Mr Howells said searching for the discarded hard drive would "not be as hard as you might think" as he would employ a professional team - and knows when he threw it away so could use that to find a grid reference of where the hard drive is buried.
He added investors had offered to cover the cost of excavating the landfill, in exchange for a large proportion of the recovered bitcoin.
Mr Howells said he wants to meet with the council to discuss what he said would be a "win-win-win" situation for him, the council and the city.

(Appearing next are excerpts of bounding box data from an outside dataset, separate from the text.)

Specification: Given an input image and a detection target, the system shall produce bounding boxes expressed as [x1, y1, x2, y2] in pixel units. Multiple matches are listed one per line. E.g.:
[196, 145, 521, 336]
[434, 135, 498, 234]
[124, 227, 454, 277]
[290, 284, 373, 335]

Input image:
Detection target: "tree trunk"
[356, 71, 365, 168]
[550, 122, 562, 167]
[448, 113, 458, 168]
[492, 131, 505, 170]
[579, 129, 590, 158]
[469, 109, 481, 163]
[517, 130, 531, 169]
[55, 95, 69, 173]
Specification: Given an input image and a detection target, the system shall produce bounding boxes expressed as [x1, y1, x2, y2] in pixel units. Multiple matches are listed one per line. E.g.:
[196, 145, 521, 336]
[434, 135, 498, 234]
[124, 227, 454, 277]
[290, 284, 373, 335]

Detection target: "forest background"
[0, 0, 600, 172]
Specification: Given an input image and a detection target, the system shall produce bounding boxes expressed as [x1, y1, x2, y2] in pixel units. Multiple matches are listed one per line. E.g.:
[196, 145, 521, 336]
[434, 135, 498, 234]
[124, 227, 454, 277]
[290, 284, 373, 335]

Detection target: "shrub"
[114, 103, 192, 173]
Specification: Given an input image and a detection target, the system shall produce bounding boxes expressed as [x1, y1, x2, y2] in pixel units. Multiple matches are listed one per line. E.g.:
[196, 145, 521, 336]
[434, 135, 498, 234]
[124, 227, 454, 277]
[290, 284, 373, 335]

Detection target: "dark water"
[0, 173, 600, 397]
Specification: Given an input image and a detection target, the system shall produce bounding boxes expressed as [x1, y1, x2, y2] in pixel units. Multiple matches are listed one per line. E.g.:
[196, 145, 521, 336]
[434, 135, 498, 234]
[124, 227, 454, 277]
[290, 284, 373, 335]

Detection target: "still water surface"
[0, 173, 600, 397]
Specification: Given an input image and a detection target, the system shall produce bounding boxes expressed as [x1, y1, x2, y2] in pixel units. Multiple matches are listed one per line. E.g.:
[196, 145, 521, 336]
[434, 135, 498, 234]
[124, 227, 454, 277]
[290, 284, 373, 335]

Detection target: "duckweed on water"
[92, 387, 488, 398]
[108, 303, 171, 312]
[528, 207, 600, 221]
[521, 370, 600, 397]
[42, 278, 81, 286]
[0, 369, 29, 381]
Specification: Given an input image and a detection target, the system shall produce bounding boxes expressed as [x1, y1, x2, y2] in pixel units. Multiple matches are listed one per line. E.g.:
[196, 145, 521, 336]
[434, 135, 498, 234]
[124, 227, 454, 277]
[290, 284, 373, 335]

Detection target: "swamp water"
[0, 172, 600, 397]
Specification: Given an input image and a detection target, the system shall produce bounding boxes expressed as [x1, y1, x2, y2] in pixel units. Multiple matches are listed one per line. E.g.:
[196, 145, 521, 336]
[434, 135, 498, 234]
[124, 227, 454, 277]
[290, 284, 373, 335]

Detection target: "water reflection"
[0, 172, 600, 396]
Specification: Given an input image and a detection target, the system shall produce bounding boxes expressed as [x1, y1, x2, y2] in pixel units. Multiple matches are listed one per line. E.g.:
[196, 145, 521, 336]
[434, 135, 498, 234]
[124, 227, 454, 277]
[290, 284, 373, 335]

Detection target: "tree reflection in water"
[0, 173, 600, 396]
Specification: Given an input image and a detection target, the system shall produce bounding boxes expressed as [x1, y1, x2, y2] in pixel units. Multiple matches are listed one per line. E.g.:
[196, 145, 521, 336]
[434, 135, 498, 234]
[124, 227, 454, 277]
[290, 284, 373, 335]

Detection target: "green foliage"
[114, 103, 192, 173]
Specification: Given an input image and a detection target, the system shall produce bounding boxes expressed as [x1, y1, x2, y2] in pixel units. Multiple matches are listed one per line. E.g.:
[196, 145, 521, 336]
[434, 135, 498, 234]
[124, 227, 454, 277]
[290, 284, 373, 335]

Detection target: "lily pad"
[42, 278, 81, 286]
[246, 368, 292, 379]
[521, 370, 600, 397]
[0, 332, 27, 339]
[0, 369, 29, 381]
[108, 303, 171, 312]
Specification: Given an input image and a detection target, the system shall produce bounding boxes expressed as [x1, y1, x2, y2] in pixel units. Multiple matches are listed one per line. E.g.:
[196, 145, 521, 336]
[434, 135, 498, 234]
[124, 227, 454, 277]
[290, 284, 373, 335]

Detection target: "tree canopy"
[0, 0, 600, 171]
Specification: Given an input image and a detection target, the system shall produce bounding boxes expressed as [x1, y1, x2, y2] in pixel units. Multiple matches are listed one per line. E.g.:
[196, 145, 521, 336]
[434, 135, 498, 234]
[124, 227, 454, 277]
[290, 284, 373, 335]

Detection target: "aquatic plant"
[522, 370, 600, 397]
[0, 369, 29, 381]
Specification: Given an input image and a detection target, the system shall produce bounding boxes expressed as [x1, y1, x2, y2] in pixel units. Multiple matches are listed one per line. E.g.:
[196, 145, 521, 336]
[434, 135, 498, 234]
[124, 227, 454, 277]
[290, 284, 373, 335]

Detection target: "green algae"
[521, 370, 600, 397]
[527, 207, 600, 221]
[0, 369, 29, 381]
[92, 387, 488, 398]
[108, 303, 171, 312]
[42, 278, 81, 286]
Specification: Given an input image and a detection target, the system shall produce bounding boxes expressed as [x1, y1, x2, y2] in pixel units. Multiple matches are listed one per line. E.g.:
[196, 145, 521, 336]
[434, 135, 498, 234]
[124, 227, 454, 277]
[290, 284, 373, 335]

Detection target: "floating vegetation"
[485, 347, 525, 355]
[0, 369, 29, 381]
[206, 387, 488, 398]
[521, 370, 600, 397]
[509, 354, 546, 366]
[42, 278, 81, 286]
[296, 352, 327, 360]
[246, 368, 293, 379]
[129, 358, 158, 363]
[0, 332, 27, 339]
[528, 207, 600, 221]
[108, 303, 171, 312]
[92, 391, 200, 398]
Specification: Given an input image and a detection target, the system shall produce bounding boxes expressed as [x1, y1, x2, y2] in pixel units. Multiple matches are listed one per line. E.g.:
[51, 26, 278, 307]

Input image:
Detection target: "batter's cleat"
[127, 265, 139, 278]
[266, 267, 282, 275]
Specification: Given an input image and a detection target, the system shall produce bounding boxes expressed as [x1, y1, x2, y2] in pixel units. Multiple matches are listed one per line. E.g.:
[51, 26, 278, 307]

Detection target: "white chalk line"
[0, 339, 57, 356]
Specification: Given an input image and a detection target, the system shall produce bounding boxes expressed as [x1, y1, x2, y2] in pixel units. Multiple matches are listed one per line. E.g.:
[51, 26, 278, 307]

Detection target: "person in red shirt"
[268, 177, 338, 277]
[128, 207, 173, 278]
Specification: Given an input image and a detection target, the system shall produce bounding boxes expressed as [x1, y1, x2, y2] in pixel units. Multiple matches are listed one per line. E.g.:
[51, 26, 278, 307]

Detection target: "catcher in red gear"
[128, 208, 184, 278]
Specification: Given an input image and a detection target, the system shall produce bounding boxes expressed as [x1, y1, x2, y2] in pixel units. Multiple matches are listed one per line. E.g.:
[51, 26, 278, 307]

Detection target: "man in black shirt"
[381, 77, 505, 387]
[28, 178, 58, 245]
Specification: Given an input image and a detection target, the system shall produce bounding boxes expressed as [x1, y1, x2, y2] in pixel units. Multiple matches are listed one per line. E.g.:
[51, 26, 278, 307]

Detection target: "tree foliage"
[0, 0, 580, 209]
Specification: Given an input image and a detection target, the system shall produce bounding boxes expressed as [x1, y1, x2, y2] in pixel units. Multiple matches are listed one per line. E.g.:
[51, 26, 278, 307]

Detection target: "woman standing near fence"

But a spokeswoman for the council said: "Newport City Council has been contacted a number of times since 2013 about the possibility of retrieving a piece of IT hardware said to contain bitcoins.
"The first time was several months after Mr Howells first realised the hardware was missing.
"The council has told Mr Howells on a number of occasions that excavation is not possible under our licencing permit and excavation itself would have a huge environmental impact on the surrounding area.
"The cost of digging up the landfill, storing and treating the waste could run into millions of pounds - without any guarantee of either finding it or it still being in working order."